The Adélie penguin population in Antarctica's Ross Sea is booming, with numbers looking to be the highest they've been for 30 years.
While exact results of the latest census of won't be available for two months, current trends indicate that we could have had over a million Adélie penguin pairs breeding in the western Ross Sea over summer.
The population from this area makes up approximately 38% of the entire circum-Antarctic Adélie penguin population.
Research showing Adélie population trends over the past three decades has just been published in the US-based science journal PLOS ONE and is based on the count and ongoing research by Landcare Research scientists Drs Phil Lyver and Mandy Barron, Antarctica New Zealand and Bartonk Solutions.
Dr Lyver said Adélie penguin colonies on Ross Island in the southern Ross Sea are counted every year and had steadily increased at about 6% each year since 2001. He said after declining at about 2% per annum in the 1980s and 1990s the population dropped to its lowest point in 2001 which coincided with the arrival of giant icebergs that altered the local sea ice and environmental conditions in McMurdo Sound.
There had only been sporadic counts of the colonies along the Victoria Land coast, a remote stretch of mainland Antarctica spanning 1000km.
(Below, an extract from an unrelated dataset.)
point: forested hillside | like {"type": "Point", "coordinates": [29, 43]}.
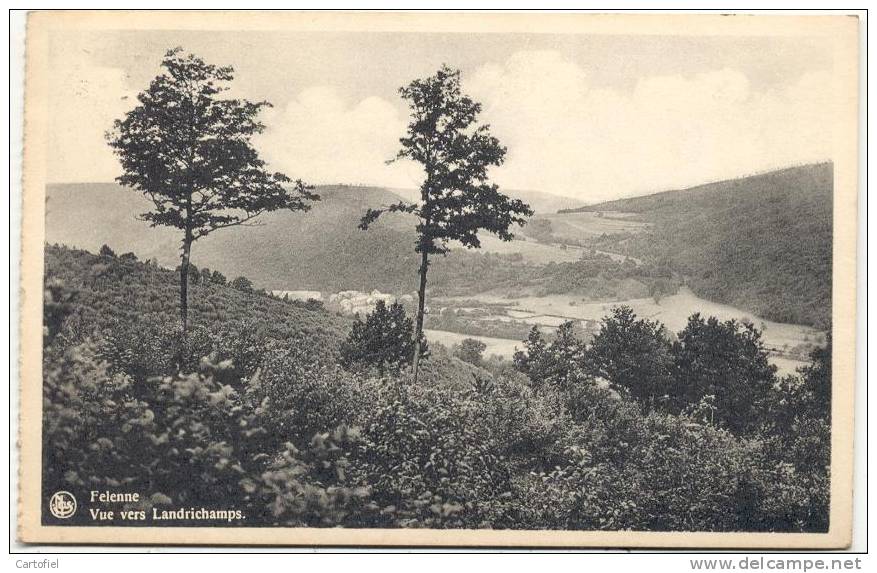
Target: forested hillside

Before this summer's survey, the last full census of Victoria Land was back in 2006.
The summer's aerial survey was the first time the entire Ross Sea census had been conducted by helicopter and was made possible with the support of the Italian Antarctic Programme at Terra Nova Bay who provided logistical support for the team.
''A large proportion of the birds along the Victoria Land Coast forage over the deep continental slope ecosystem and often in quite different sea ice conditions to their counterparts on Ross Island to the south, so it is important to understand what is happening with this part of the population, '' Dr Lyver said.
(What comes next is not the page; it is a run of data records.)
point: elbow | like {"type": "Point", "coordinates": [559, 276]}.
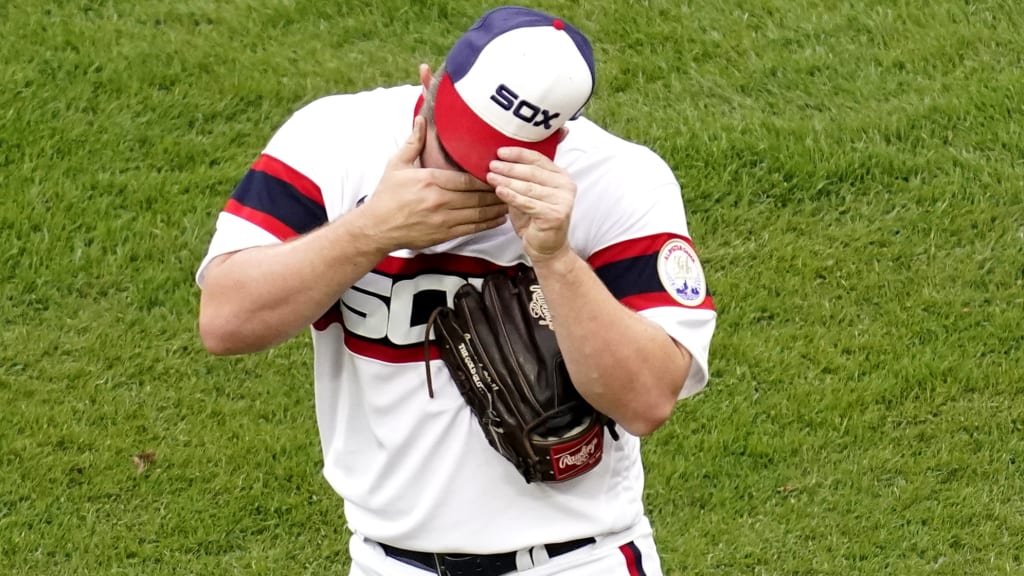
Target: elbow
{"type": "Point", "coordinates": [217, 334]}
{"type": "Point", "coordinates": [649, 417]}
{"type": "Point", "coordinates": [214, 338]}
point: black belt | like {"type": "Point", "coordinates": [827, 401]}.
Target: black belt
{"type": "Point", "coordinates": [475, 565]}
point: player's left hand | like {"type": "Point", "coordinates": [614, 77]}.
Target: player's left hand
{"type": "Point", "coordinates": [540, 196]}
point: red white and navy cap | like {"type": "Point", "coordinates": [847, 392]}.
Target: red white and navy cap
{"type": "Point", "coordinates": [513, 79]}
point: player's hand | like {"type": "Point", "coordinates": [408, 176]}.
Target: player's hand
{"type": "Point", "coordinates": [416, 207]}
{"type": "Point", "coordinates": [540, 196]}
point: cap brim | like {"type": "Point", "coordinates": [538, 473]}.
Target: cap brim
{"type": "Point", "coordinates": [469, 139]}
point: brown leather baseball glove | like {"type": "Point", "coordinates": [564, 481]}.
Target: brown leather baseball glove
{"type": "Point", "coordinates": [500, 346]}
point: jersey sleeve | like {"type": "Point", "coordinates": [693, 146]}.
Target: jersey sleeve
{"type": "Point", "coordinates": [641, 249]}
{"type": "Point", "coordinates": [281, 196]}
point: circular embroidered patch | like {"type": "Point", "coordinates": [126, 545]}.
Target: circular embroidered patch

"In an average year, there are around 850,000 pairs of Adelie penguins breeding in the Ross Sea each year. Having the Victoria Land census means we can assess whether the colonies in the northern sector of the Ross Sea have experienced the same level of growth as those in the south", said Dr Lyver.
"If this has occurred, we could expect to get in excess of a million breeding pairs this season. And, our northern-most colony alone, Cape Adare, could have a quarter of those birds."
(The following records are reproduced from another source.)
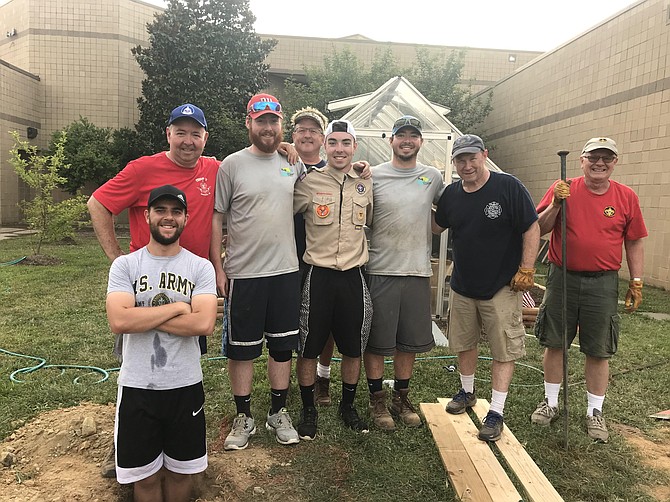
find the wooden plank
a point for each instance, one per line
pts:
(461, 471)
(472, 467)
(535, 483)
Adélie penguins are a recognised indicator species, used by scientists and the Antarctic and Southern Oceans management organisation, Convention for the Conservation of Antarctic Marine Living Resources (CCAMLR) to monitor possible changes in the marine ecosystem caused by perturbations such as climate change but also commercial fishing.
The long-term population records provide scientists with an understanding of the natural trends and variation in the Adélie penguin numbers which gives them greater ability to detect possible future changes from human-related influences.
The question now for scientists is what is driving the annual variation and increases they are seeing in the colonies. The high level of synchrony and correlation in annual growth rate amongst colonies suggests a common factor.
Adélie penguins generally do well in areas of intermediate sea-ice concentration – around 15% ice coverage is ideal. The birds need ice for resting but not so much that individuals have only a limited number of cracks close to the colony to forage through, or incur additional energetic costs associated with walking great distances to access open water. However, it's the loss of sea ice in some sectors of Antarctica that is concerning scientists.
Predictions indicate that 75% of Adélie penguin colonies (70% of the breeding population) in Antarctic will decrease or disappear by 2050 owing to climate warming and the disappearance of sea ice. These declines will occur mostly at the colonies north of 70°S. All the Ross Island colonies observed in this study are south of 70°S. Already scientists are seeing declines in Adélie penguin numbers in the West Antarctic Peninsula region where warming, loss of sea-ice and reductions in the abundance of their primary prey, Antarctic krill, has occurred. Significant declines in chinstrap penguins, a species which tend to avoid heavy sea ice conditions, have also occurred in the region suggesting the relationship between sea ice and krill is a major factor influencing penguin numbers.
In contrast to what is happening in the West Antarctic Peninsula, there has been an observed increase in sea extent of sea ice and duration of the sea ice season in the north-western Ross Sea region over the last three decades. This is where many of our penguins spend their time outside their breeding time. The challenge for scientists therefore is to understand the effect that the extra sea ice and other predicted environmental factors such as increasing persistence of polynyas (expanses of water that remain ice free for large part of the year) or snowfall are likely to have on penguin numbers.
It is also possible that the changes we see in the Adelie penguin population are confounded and linked to historical and recent changes in the number of other top-predators (e.g. minke whales and Antarctic toothfish) that compete with penguins for food. The removal of predators that eat krill and/or Antarctic silverfish could result in a greater amount of prey biomass available for penguins, thus supporting larger populations.
These are questions that will be addressed in the next phase of the study, said Dr Lyver.